Gestalt 6
Posted: March 2, 2010 Filed under: Gestalt 1 Comment »Yun Koga – Viz – 2010 – 8 volumes
I like this series more and more with every volume. It’s still an acquired taste, but it’s to my liking, and there are a lot of others that will probably really get into it, too. I imagine it being very much a “you love it or you hate it” series, though.
There are lots of fantasy and magic-based action still, but most of the video game allusions have been stripped away, and the majority of the action in this volume is a look at Ouri and her feelings for Olivier. Yun Koga has a way with angsty, yet subtle situations like this, and it’s agonizing to see Ouri tear herself apart with having to be satisfied that she’s once again a stranger in Olivier’s life. A stranger that gets to stick by his side, but a stranger all the same. She has a few asides that come across beautifully. I’m not entirely sure this originally ran in a shoujo manga magazine, but amidst all the vaguely defined action scenes and the somewhat foggy forward progress of the story, Ouri’s asides about Olivier give it rare and valuable moments of shoujo-ness. I think I like it best because of Ouri being such an interesting character.
Later, the volume dips a bit into Ouri’s past. The story returns to the fight with her siblings, and we finally see flashbacks to Ouri as a little boy and her connections to Gestalt, what the contest is, and some answers about her physical form. This is my favorite plot thread, and I’m happy to see the story moving past the slow fights with the vaguely evil preachers and on to Dark Olivier, the journey to Gestalt, and answers about Ouri.

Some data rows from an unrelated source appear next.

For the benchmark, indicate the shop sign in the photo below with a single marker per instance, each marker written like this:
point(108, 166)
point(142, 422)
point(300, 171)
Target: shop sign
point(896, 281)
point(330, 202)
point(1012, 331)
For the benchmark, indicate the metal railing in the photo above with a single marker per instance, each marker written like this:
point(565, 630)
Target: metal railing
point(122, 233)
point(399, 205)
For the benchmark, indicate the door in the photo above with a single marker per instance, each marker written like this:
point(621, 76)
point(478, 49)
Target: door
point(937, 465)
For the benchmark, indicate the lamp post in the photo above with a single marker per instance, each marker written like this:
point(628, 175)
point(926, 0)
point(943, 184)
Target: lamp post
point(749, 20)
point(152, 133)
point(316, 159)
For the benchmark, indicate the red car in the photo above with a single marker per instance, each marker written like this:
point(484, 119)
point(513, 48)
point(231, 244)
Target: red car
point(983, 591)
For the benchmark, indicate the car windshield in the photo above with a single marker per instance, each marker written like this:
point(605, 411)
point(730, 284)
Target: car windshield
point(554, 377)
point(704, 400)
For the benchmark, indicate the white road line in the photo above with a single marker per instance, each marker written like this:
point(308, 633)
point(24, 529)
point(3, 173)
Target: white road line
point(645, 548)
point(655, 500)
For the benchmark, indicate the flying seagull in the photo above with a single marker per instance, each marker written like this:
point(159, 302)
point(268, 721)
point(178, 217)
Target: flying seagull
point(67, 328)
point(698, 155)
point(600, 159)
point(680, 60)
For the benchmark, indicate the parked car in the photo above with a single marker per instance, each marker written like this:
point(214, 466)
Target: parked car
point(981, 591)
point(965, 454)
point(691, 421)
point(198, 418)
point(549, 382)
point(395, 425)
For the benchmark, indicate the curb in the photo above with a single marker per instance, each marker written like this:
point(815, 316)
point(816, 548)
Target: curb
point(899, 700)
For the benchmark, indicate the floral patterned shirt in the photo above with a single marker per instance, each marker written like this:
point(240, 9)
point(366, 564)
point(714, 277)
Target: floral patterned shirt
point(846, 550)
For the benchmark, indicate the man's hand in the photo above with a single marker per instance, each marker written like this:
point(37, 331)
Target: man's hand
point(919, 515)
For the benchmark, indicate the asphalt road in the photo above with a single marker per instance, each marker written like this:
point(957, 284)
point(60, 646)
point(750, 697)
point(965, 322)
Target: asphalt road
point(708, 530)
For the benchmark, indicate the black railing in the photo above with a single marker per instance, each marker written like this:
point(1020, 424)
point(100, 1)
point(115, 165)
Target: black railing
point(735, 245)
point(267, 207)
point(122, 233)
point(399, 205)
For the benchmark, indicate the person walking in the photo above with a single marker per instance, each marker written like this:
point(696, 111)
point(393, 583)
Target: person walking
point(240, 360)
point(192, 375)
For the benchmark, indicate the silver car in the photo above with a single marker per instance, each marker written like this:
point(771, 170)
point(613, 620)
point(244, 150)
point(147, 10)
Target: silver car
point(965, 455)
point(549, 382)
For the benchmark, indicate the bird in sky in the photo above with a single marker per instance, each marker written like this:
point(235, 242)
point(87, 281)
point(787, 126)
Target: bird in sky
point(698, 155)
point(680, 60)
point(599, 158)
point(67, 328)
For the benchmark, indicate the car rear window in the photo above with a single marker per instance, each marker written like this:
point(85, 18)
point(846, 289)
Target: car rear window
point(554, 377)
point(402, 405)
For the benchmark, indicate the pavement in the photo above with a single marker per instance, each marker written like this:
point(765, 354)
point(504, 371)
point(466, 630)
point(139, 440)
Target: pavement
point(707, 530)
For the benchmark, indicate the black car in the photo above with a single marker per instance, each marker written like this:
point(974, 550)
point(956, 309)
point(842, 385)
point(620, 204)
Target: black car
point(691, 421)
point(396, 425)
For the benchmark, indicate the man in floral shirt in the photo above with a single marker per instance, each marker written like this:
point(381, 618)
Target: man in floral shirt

Again, the story is a bit vague on some finer details, like its sense of place or even having only one thing going at once among the same group of characters. I was surprised when the fight that started towards the beginning of the volume kept resuming, usually after something else had happened, like another set of characters enterting or another plot revelation, et cetera. It would just show that evil priest, and I’d realize he really was still there, just hanging out and waiting his turn for a whoopin’. Whatever. I like it for this dreamlike quality, though, and I like that everything is so ill-defined as far as fights and time frames go. It gives the story a kind of ethereal mood, something that works really well for a fantasy story.
We’ve finished the Continental part of the story, which means that next volume should feature Gestalt. With Olivier’s motives revealed and a whole lot more about Ouri coming forward, I am very much looking forward to what the final two volumes of the series have to offer.
This was a review copy provided by Viz.